SSD question: three times now, my Windows 8.1 installation has bluescreened with various and sundry ("rare" or driver-related) stop errors, resulting in an unbootable system because of one or more corrupted Windows files. The SSD it's on, an Intel 530, shows fine in all health aspects and SMART and whatnot. When I could find the bad file, I fixed it by copying it from my laptop.

The last time it happened, I brought the computer out of suspend, started to play music, and a few seconds later it threw up the error and failed to reboot.

I'm assuming that this is a bad interaction with Windows 8.1 and my motherboard's SATA drivers, as it's an old ASRock M3A770DE Socket AM3 board, since I never had any problems like this with Windows 7. My RAM tests perfect according to a full run of memtest86.

There's no way this could be related to my SSD itself, is there?

Have you ran any diagnostic or stress-type applications on this system?
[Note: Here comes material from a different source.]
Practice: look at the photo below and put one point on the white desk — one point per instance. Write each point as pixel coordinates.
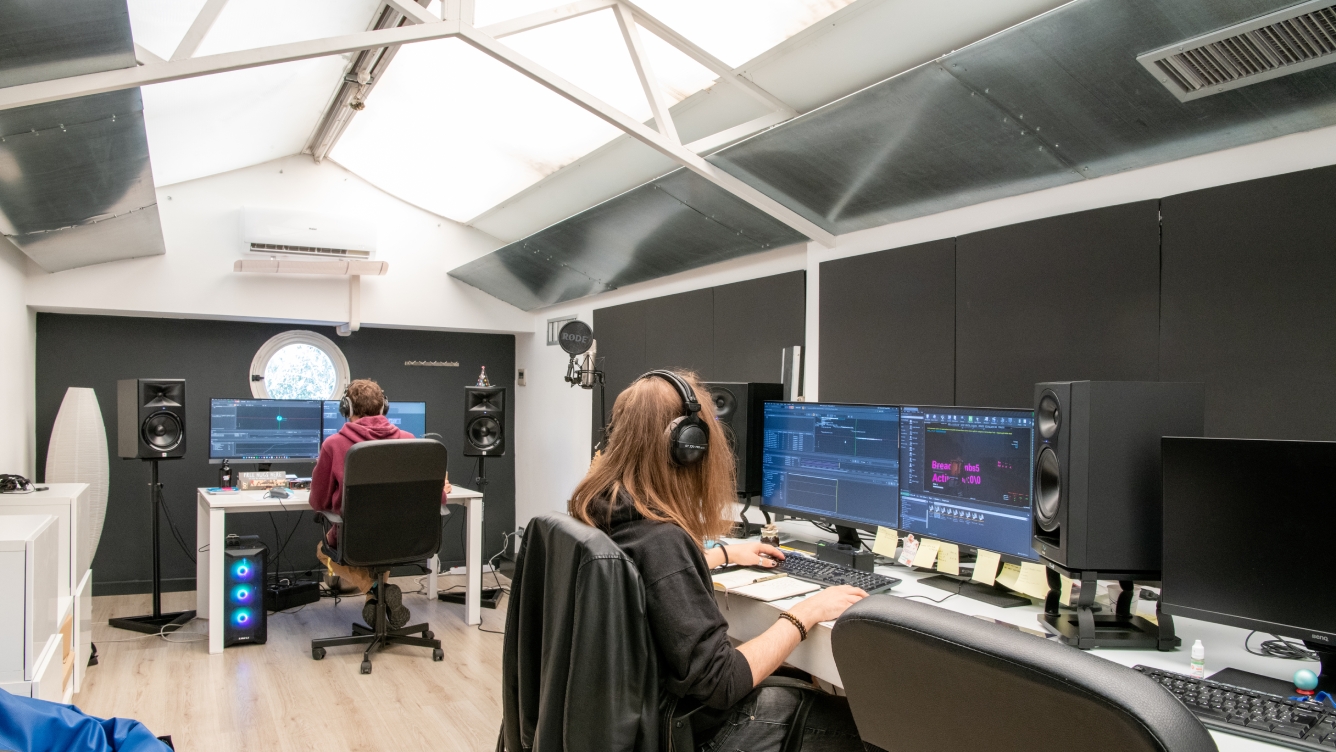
(210, 532)
(1224, 644)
Have you confirmed that other components are in fully-working order?

The motherboard: leaking capacitors?
Airflow: dust/dirt, clogged fan?
For memory: ran MemTest86+ or MemTest86 (non +)?
For CPU: overheating? Ran Prime95? (the option that uses the least amount of RAM)
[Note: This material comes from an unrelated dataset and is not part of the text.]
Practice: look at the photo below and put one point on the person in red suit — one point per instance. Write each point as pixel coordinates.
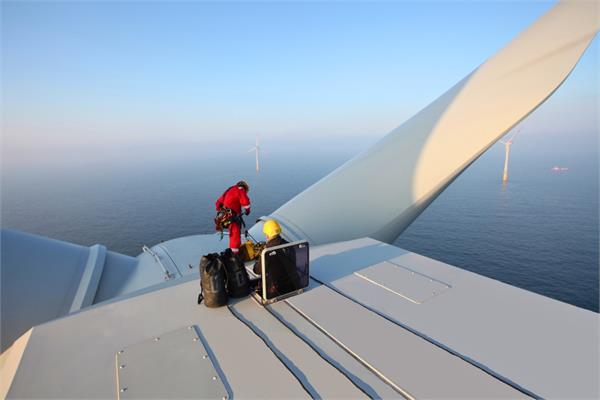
(236, 199)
While nothing has ever been as stable for me as my Windows 7 install (2009 to 2012, without even a single hiccup), the only time I've ever had corrupted Windows files was due to a flaky stick of RAM that did not get along with the rest of my system. After dealing with it for weeks, MemTest86+ quickly identified the issue.

There's lots of stuff that can cause the SSD or HDD to "do bad things", but it doesn't necessarily mean the SSD/HDD is the culprit.